Restricting Identities by Domain
- Resource Manager provides a domain restriction constraint that can be used in organization policies to limit resource sharing based on domain.
- This constraint allows restricting the set of identities allowed to be used in Identity and Access Management policies
- Organization policies can use this constraint to limit resource sharing to a specified set of one or more Google Workspace domains, and exceptions can be granted on a per-folder or per-project basis.
- Domain restriction constraint is not retroactive. Once a domain restriction is set, this limitation will apply to IAM policy changes made from that point forward, and not to any previous changes.
GCP Certification Exam Practice Questions
- Questions are collected from Internet and the answers are marked as per my knowledge and understanding (which might differ with yours).
- GCP services are updated everyday and both the answers and questions might be outdated soon, so research accordingly.
- GCP exam questions are not updated to keep up the pace with GCP updates, so even if the underlying feature has changed the question might not be updated
- Open to further feedback, discussion and correction.

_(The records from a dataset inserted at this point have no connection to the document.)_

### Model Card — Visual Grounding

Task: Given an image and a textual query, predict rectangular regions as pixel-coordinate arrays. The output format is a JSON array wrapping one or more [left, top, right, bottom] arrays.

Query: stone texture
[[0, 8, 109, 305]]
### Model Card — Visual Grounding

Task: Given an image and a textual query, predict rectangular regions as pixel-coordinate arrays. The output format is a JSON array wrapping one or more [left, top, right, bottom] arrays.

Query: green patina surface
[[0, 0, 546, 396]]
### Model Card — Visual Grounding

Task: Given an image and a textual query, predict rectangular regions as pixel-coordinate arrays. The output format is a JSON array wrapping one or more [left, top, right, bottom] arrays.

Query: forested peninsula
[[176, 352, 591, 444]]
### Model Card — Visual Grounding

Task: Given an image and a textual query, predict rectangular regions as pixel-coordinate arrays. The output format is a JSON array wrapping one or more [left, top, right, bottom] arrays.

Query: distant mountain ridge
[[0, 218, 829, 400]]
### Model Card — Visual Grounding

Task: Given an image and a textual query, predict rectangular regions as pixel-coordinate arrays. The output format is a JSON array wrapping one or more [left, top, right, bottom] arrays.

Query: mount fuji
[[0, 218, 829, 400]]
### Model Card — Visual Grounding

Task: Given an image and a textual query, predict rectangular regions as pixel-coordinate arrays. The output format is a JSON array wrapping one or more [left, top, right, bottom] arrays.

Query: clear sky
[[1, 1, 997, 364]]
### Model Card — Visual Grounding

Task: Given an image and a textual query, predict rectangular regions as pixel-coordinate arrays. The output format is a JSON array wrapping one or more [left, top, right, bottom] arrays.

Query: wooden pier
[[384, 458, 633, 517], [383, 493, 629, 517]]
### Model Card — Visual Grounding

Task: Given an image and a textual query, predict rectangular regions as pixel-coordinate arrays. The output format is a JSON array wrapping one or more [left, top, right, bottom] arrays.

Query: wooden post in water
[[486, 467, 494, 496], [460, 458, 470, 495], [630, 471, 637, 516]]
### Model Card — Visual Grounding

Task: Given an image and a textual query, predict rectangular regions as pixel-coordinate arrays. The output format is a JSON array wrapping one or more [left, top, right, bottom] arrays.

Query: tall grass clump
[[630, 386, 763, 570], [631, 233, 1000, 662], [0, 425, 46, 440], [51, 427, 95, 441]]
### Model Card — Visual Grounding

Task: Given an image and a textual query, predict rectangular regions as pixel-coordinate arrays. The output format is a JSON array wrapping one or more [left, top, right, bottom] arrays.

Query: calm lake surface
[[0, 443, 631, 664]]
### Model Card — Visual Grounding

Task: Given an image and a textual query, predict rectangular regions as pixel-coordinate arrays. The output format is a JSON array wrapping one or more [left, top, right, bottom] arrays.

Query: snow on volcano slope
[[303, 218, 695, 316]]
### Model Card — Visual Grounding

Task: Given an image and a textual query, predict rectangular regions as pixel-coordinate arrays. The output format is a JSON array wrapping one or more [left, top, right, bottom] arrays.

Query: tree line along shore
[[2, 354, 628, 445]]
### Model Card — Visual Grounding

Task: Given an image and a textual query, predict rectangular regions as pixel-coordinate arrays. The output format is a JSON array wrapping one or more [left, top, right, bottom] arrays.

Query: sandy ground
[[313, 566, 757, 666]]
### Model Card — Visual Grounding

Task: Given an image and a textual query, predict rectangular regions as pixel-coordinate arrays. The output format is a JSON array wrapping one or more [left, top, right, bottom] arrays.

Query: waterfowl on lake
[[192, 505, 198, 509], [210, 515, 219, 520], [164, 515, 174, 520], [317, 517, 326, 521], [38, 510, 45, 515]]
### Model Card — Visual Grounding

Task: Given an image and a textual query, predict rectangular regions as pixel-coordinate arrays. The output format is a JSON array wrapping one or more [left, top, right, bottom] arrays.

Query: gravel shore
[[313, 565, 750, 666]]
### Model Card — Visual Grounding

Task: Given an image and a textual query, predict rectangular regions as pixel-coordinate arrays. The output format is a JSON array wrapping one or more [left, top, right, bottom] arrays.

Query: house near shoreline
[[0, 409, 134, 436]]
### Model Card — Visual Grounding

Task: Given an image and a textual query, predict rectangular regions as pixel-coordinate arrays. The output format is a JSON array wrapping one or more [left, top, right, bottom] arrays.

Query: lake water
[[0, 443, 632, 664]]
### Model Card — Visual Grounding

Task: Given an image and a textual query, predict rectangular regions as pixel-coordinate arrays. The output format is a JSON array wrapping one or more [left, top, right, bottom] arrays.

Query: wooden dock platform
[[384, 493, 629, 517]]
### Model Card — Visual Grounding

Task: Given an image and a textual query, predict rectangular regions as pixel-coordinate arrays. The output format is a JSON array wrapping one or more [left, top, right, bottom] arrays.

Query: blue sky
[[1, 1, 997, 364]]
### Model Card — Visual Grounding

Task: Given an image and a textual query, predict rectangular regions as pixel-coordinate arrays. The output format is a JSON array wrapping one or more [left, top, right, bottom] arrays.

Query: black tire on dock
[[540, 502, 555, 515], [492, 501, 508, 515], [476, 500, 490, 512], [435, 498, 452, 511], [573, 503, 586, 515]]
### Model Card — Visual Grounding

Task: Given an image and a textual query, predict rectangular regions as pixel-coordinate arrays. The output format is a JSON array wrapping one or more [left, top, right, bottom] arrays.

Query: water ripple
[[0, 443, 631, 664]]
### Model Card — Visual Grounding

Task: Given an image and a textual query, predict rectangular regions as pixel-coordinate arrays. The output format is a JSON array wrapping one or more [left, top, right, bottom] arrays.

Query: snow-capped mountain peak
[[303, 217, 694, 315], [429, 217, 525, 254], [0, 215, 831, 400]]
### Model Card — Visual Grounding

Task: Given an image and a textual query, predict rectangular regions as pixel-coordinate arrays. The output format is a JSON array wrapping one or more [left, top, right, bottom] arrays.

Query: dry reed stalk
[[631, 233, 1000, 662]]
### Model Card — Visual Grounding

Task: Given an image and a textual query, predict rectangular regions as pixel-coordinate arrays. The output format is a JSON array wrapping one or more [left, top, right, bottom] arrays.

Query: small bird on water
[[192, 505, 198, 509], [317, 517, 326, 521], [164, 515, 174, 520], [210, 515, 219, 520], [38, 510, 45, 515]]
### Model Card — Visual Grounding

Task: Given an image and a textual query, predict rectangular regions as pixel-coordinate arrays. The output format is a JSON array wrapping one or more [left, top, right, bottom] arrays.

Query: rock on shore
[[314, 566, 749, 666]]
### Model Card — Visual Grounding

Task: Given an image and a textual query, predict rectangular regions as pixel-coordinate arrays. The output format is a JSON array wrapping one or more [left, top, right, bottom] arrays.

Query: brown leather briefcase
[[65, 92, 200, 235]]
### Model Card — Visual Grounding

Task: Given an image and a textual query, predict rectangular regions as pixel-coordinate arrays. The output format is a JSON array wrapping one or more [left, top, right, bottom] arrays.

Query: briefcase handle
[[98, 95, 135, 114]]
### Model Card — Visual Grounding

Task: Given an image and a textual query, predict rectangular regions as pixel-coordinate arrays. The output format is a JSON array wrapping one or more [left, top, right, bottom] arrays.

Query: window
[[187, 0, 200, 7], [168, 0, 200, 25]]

- Google Cloud Platform resources are managed hierarchically using organization, folders, and projects. When Cloud Identity and Access Management (IAM) policies exist at these different levels, what is the
effective policy at a particular node of the hierarchy?- The effective policy is determined only by the policy set at the node
- The effective policy is the union of the policy set at the node and policies inherited from its ancestors
- The effective policy is the policy set at the node and restricted by the policies of its ancestors
- The effective policy is the intersection of the policy set at the node and policies inherited from its ancestors
- An Organization has setup an IAM policy at the organization level, the folder level, the project level, and on the resource level. They want to understand what policy takes effect on the entity. What would be the
correct option?- Effective policy for a resource is the Intersection of the policy set on the resource and the policy inherited from its ancestors
- Effective policy for a resource is the policy inherited from its ancestors overriding the policy defined on the resource
- Effective policy for a resource is the union of the policy set on the resource and the policy inherited from its ancestors
- Effective policy for a resource is the policy defined overriding the policy inherited from its ancestors
- Several employees at your company have been creating projects with Cloud Platform and paying for it with their personal credit
cards, which the company reimburses. The company wants to centralize all these projects under a single, new billing account.
What should you do?- Contact [email protected] with your bank account details and request a corporate billing account for your company.
- Create a ticket with Google Support and wait for their call to share your credit card details over the phone.
- In the Google Platform Console, go to the Resource Manager and move all projects to the root Organization.
- In the Google Cloud Platform Console, create a new billing account and set up a payment method.